Gull general manager Dave Bodger said the company was "about providing value to the motorists" and provided all the information that they could considering the number of staff they had.
"We've got a total of six people in our accounting team ... We provided the information that we could and were able to in the timeframe.
"That's part of the reason, part of the reason too the inquiry asked us ... for certain types of information, we haven't had to have that to run our business and run it well and give value to the motorist.
"I don't think we're the sinners out of this inquiry. If you look at where the competition is it's where we operate."
He said it was a voluntary inquiry, and Gull had participated where they could.

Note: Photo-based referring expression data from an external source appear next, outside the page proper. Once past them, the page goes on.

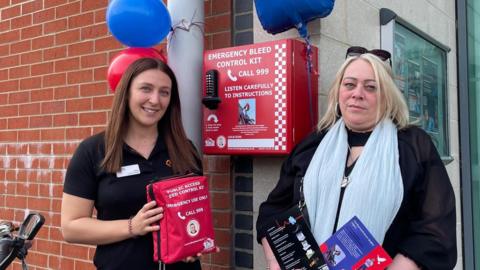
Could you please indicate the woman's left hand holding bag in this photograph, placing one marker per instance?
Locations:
(146, 220)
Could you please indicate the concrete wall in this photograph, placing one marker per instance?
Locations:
(357, 23)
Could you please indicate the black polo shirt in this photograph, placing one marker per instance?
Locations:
(119, 196)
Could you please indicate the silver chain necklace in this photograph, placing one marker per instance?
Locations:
(346, 179)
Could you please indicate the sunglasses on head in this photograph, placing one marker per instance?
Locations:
(357, 51)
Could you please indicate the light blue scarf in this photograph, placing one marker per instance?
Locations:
(375, 192)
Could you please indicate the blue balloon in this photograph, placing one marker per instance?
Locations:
(138, 23)
(277, 16)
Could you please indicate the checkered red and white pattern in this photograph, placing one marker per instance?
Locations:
(280, 97)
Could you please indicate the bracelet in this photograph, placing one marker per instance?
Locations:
(130, 229)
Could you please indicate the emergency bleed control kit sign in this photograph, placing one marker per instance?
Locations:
(266, 103)
(186, 227)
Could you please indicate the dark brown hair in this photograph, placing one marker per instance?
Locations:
(182, 153)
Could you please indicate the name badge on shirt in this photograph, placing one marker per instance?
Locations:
(128, 170)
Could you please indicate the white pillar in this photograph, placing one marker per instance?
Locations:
(185, 57)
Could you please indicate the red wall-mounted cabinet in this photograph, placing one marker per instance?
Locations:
(266, 106)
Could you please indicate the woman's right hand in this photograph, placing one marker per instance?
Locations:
(146, 219)
(270, 259)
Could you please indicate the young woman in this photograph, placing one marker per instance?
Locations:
(144, 140)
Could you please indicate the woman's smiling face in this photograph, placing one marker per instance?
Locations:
(358, 98)
(149, 97)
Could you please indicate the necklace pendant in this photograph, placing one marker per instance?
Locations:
(345, 182)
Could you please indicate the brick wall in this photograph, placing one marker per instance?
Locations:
(54, 56)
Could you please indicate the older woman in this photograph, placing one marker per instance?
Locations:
(365, 160)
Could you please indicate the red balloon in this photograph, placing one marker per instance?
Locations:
(126, 57)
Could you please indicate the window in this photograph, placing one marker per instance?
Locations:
(419, 65)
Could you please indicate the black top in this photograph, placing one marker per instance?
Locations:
(119, 198)
(424, 228)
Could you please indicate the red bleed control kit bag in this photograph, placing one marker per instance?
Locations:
(186, 227)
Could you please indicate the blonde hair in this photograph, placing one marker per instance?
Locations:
(391, 101)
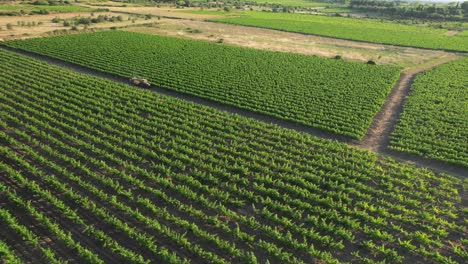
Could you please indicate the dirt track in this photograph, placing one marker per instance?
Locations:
(376, 140)
(377, 137)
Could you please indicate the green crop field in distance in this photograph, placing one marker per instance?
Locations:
(30, 8)
(434, 121)
(353, 29)
(112, 174)
(333, 95)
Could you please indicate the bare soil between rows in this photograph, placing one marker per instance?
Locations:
(376, 140)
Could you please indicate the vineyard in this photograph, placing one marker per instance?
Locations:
(332, 95)
(25, 8)
(353, 29)
(108, 174)
(434, 121)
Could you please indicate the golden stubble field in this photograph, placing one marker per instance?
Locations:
(172, 22)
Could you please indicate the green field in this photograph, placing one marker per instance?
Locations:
(353, 29)
(210, 12)
(36, 8)
(303, 3)
(434, 121)
(108, 173)
(333, 95)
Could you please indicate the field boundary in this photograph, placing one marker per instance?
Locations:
(421, 162)
(377, 137)
(361, 41)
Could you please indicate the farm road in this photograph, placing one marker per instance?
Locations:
(376, 140)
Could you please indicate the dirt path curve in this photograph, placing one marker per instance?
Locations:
(378, 135)
(436, 166)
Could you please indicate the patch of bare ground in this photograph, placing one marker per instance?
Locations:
(273, 40)
(451, 33)
(164, 12)
(374, 141)
(377, 138)
(44, 24)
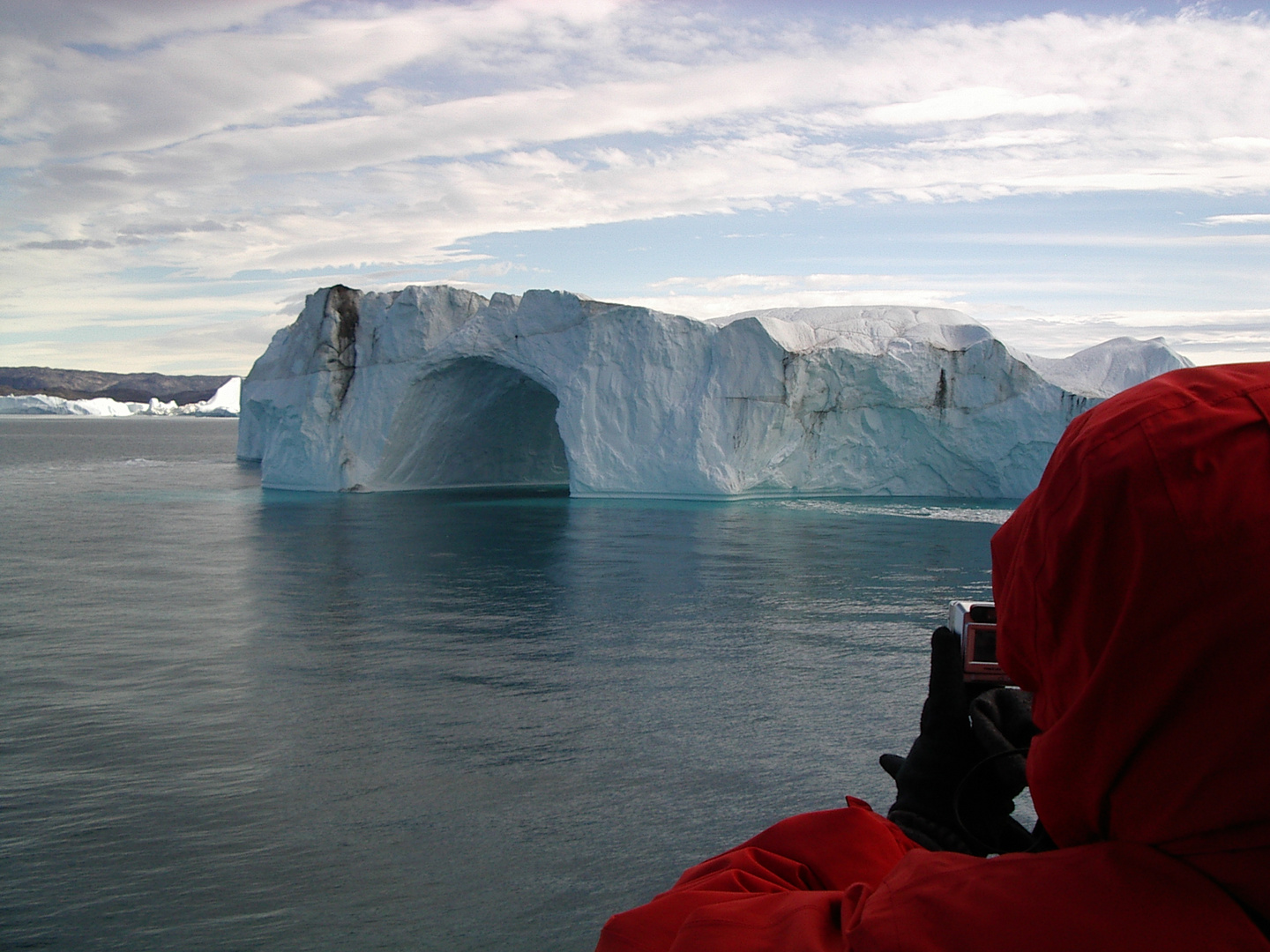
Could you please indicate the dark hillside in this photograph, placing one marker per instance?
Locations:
(83, 385)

He could not recall what the information was that the company had not provided.
Mobil said in a statement it "actively engaged" to the "highest level possible" with the Ministry of Business, Innovation and Employment and Ms Collins.
It said it provided "accurate, relevant and meaningful" information.
Labour calls for Commerce Commission follow-up
The Labour Party wants the Commerce Commission to further investigate whether there is enough competition among petrol retailers.
Labour energy spokesperson Stuart Nash said the government should act swiftly to determine whether motorists were paying too much.
Mr Nash said if fuel companies would not act, extra regulation would be needed to bring fuel prices down.
"It appears that the big boys just aren't listening to what the market is saying, i.e. get some competition, modify your ways.
"If that is the case then the only tool that government actually has is legislation or regulation."
However, Ms Collins said she wanted to hear from the petrol retailers first before deciding whether more regulation was needed to lower prices, or whether the companies could do it themselves.
"When, for instance, we find Gull can't - and other independents can't - get into the South Island or Wellington because of the lack of terminal facilities, that can be dealt with.
"But if the industry comes up with some solutions themselves I want to listen to that.
"This is not short-term stuff, it's been around for quite some time," she said.
Z Energy insists the petrol market is competitive and that its economic returns are reasonable and in line with domestic and international peers.
Mobil said it was reviewing the report's recommendations and welcomed further consultation.
RNZ News has also asked BP for comment.
The government report recommends the Commerce Commission investigate the matter further.
The government has recently given the commission powers that would enable it to compel companies to hand over more information, which could help make things clearer.